- Born: 1953 Maijdee, East Bengal, Pakistan
- Died: 23 September 1981 (aged 28) Rajshahi Central Jail, Rajshahi, Bangladesh
- Buried: Noakhali, Chittagong
- Allegiance: Bangladesh
- Branch: Bangladesh Army
- Service years: 1975–1981
- Rank: Major
- Unit: East Bengal Regiment
- Commands: Sub-Commander of Sector – II;
- Known for: Assassination of Ziaur Rahman
- Conflicts: Bangladesh Liberation War

= Mujibur Rahman (officer, born 1953) =

Bangladeshi army officer

Mujibur Rahman (1953 – 23 September 1981) was a Bangladeshi army officer who was executed for his alleged role in the assassination of President Ziaur Rahman.

== Career ==

=== Bangladesh Liberation War ===
Mujibur Rahman was born in Maijdi, Noakhali, in 1953. In 1970 Mujib was recruited as an airman in the Pakistan Air Force and was stationed in West Pakistan. When the Bangladesh Liberation War began, Mujibur who was in Karachi, fled to Bangladesh and fought in sector 2.

After the war, Mujibur joined the Bangladesh Military Academy in Comilla and was commissioned on 11 January 1975. During the first week of May 1981, Mujibur was promoted from captain to major.

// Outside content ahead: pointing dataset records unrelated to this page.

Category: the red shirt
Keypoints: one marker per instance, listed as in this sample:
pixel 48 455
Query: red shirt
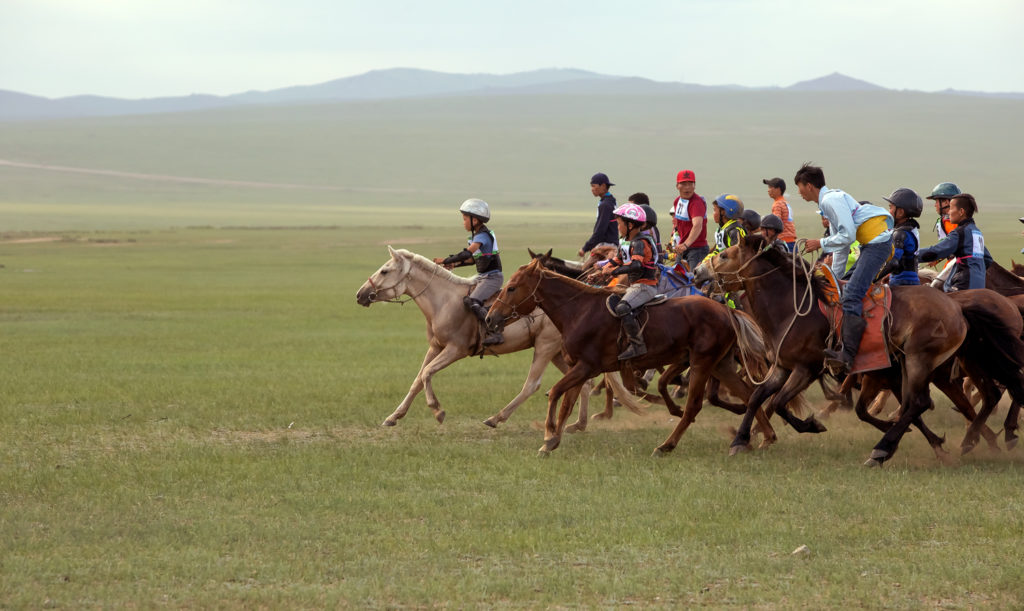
pixel 683 223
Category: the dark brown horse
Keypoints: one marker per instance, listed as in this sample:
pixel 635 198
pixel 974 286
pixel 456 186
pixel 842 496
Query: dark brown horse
pixel 687 332
pixel 927 329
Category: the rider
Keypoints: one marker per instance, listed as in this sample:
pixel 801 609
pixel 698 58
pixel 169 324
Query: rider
pixel 638 259
pixel 728 211
pixel 905 206
pixel 965 243
pixel 772 228
pixel 849 220
pixel 941 194
pixel 482 252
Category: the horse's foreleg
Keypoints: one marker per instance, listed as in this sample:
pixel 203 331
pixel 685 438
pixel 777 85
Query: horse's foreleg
pixel 954 391
pixel 414 390
pixel 741 441
pixel 914 400
pixel 573 379
pixel 694 401
pixel 800 379
pixel 449 355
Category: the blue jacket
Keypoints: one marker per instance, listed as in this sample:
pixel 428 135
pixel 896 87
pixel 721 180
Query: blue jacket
pixel 968 245
pixel 903 265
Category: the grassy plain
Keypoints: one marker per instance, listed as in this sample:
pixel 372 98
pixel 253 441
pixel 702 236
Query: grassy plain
pixel 190 419
pixel 189 406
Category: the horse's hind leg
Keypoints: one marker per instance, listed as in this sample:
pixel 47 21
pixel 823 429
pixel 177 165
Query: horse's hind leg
pixel 694 401
pixel 414 390
pixel 529 387
pixel 1011 425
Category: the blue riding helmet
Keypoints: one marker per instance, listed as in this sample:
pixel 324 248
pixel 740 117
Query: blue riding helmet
pixel 731 206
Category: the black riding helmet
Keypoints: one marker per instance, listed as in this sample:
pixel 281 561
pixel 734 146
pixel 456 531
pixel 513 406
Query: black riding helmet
pixel 907 200
pixel 651 215
pixel 772 222
pixel 752 218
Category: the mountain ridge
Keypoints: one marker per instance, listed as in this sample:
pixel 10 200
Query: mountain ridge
pixel 408 83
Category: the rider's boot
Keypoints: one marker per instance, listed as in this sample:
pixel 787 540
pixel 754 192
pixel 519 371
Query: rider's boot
pixel 494 336
pixel 636 347
pixel 853 329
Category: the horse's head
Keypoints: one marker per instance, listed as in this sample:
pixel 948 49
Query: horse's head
pixel 519 295
pixel 728 268
pixel 388 281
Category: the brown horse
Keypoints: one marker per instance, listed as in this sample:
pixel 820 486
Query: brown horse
pixel 687 332
pixel 927 329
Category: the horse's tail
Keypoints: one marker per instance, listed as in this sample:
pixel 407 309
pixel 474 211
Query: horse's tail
pixel 991 343
pixel 749 337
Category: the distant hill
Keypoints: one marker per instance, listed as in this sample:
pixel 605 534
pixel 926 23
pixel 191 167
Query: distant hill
pixel 836 82
pixel 399 83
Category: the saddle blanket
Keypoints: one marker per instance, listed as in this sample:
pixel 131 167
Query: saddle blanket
pixel 873 351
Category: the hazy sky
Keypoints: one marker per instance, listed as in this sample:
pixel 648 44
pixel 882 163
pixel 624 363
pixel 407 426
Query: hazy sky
pixel 147 48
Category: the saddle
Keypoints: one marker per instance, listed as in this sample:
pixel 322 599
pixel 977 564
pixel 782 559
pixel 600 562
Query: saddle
pixel 613 300
pixel 873 351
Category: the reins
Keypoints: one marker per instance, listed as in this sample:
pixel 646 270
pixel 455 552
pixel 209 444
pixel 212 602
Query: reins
pixel 396 299
pixel 800 309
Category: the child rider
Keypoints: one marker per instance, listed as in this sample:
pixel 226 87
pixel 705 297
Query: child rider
pixel 482 251
pixel 638 259
pixel 905 206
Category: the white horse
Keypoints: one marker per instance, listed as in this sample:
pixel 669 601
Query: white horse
pixel 453 333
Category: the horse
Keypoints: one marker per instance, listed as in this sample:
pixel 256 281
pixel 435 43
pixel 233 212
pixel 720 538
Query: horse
pixel 927 329
pixel 691 332
pixel 453 335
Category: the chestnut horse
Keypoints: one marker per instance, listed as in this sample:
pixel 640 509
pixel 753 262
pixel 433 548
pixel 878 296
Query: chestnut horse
pixel 686 332
pixel 452 334
pixel 927 329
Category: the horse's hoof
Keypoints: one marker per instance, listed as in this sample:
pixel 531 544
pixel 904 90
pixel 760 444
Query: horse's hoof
pixel 738 449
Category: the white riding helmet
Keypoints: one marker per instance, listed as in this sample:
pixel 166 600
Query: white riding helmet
pixel 476 208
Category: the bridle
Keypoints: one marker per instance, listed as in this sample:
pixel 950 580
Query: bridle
pixel 801 308
pixel 404 276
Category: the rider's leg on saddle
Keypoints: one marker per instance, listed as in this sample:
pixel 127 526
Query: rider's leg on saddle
pixel 636 296
pixel 486 287
pixel 872 257
pixel 940 279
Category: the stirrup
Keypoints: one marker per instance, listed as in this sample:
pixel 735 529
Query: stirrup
pixel 634 350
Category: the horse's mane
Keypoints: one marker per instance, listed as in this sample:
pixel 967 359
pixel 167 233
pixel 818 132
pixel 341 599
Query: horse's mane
pixel 583 287
pixel 784 262
pixel 1012 284
pixel 430 266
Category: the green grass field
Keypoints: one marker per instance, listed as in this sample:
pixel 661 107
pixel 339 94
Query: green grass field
pixel 190 399
pixel 190 419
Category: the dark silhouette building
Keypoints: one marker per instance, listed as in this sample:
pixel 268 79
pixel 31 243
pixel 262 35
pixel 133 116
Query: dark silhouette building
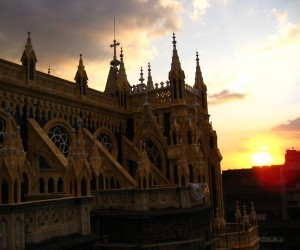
pixel 275 191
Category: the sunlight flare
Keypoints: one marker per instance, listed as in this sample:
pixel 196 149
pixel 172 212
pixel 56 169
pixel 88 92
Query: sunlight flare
pixel 261 159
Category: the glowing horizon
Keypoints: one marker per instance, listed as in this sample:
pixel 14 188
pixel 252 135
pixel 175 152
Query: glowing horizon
pixel 249 55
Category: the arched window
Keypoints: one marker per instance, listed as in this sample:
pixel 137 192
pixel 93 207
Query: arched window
pixel 174 138
pixel 176 180
pixel 101 181
pixel 4 192
pixel 153 154
pixel 75 187
pixel 106 182
pixel 15 191
pixel 24 187
pixel 60 138
pixel 191 173
pixel 105 141
pixel 182 180
pixel 4 234
pixel 50 185
pixel 60 185
pixel 31 69
pixel 71 187
pixel 190 137
pixel 83 187
pixel 93 182
pixel 112 183
pixel 42 186
pixel 2 130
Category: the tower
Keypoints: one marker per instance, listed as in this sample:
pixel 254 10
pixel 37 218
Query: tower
pixel 81 78
pixel 29 60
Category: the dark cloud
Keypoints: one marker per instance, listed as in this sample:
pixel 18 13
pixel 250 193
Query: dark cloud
pixel 292 125
pixel 61 30
pixel 225 96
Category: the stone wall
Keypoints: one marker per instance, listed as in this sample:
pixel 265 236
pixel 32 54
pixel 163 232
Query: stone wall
pixel 30 223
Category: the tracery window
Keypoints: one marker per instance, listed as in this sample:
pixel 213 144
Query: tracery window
pixel 2 130
pixel 105 141
pixel 60 138
pixel 153 154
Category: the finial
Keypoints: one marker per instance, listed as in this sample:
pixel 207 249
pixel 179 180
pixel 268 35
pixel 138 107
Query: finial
pixel 141 74
pixel 174 41
pixel 7 108
pixel 79 123
pixel 197 57
pixel 121 55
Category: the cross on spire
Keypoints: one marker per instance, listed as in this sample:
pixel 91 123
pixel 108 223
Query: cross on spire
pixel 142 78
pixel 115 62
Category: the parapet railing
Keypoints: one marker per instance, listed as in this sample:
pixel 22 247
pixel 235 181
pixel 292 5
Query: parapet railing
pixel 147 199
pixel 236 238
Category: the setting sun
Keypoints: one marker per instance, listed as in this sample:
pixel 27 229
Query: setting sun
pixel 261 158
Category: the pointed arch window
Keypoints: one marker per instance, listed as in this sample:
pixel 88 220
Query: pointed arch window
pixel 191 173
pixel 31 69
pixel 24 187
pixel 2 130
pixel 153 154
pixel 105 141
pixel 4 192
pixel 42 186
pixel 59 137
pixel 60 185
pixel 50 185
pixel 15 192
pixel 83 187
pixel 3 234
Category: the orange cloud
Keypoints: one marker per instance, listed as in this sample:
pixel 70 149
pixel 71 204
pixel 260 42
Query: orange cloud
pixel 225 96
pixel 292 125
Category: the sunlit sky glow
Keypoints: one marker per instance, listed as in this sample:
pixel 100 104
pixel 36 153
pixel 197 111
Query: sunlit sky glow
pixel 249 56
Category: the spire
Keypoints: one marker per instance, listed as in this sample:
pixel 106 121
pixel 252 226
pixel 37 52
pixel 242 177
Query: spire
pixel 114 45
pixel 141 78
pixel 176 75
pixel 175 66
pixel 28 51
pixel 199 83
pixel 81 71
pixel 29 60
pixel 111 82
pixel 149 82
pixel 122 81
pixel 81 77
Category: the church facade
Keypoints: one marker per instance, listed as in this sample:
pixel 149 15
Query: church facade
pixel 73 158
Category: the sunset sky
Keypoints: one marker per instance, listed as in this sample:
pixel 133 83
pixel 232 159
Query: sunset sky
pixel 249 56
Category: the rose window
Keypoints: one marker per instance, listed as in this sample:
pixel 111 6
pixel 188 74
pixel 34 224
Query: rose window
pixel 60 138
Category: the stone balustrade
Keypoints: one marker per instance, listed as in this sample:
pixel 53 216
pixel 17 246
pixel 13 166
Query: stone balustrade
pixel 236 238
pixel 30 223
pixel 147 199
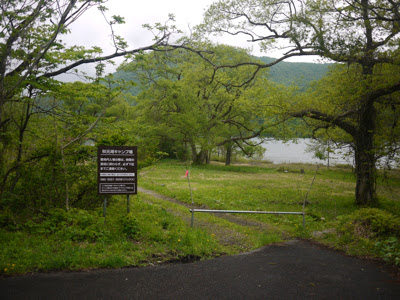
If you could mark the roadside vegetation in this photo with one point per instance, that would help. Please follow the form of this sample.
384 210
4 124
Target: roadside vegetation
197 101
157 230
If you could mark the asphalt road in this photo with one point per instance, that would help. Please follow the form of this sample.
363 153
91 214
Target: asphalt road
295 270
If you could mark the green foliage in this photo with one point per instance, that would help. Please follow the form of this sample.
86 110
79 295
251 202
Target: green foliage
74 225
389 250
370 223
130 226
187 107
79 239
373 232
301 74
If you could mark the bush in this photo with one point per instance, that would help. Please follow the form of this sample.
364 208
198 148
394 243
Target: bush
370 223
74 225
371 231
130 226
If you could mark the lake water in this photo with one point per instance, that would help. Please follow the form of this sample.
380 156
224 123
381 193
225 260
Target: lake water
279 152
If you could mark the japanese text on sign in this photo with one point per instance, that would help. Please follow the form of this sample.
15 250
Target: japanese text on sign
117 170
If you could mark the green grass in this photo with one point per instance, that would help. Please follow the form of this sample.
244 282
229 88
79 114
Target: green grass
157 231
279 188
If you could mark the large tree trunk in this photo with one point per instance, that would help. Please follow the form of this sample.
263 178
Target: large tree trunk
365 157
198 158
228 156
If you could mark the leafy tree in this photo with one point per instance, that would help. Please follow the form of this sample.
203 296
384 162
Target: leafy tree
186 102
363 34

=== Assassination of Ziaur Rahman ===
While Mujibur's role in the assassination of Ziaur Rahman isn't clear, Anthony Mascarenhas claims that on 29 May 1981, Mujibur received a copy of the accommodation arrangements of the Circuit House, where Zia was staying. This was provided to Mujibur by Lt. Colonel Mafuzur, who was also executed.

== Death ==
Mujibur was hanged on 23 September 1981, in Rajshahi Central Jail. His only child was born on 28 August 1981, but died 10 days later. In his last letter to his wife, he wroteLakshmi (Darling),

Take my love, first. But it will not be the last time; whenever you will remember me, you will find me. This, probably, is my last letter. Read the earlier ones, too. Do you remember after our engagement you gave me a poem of Tagore. Today I give you, end.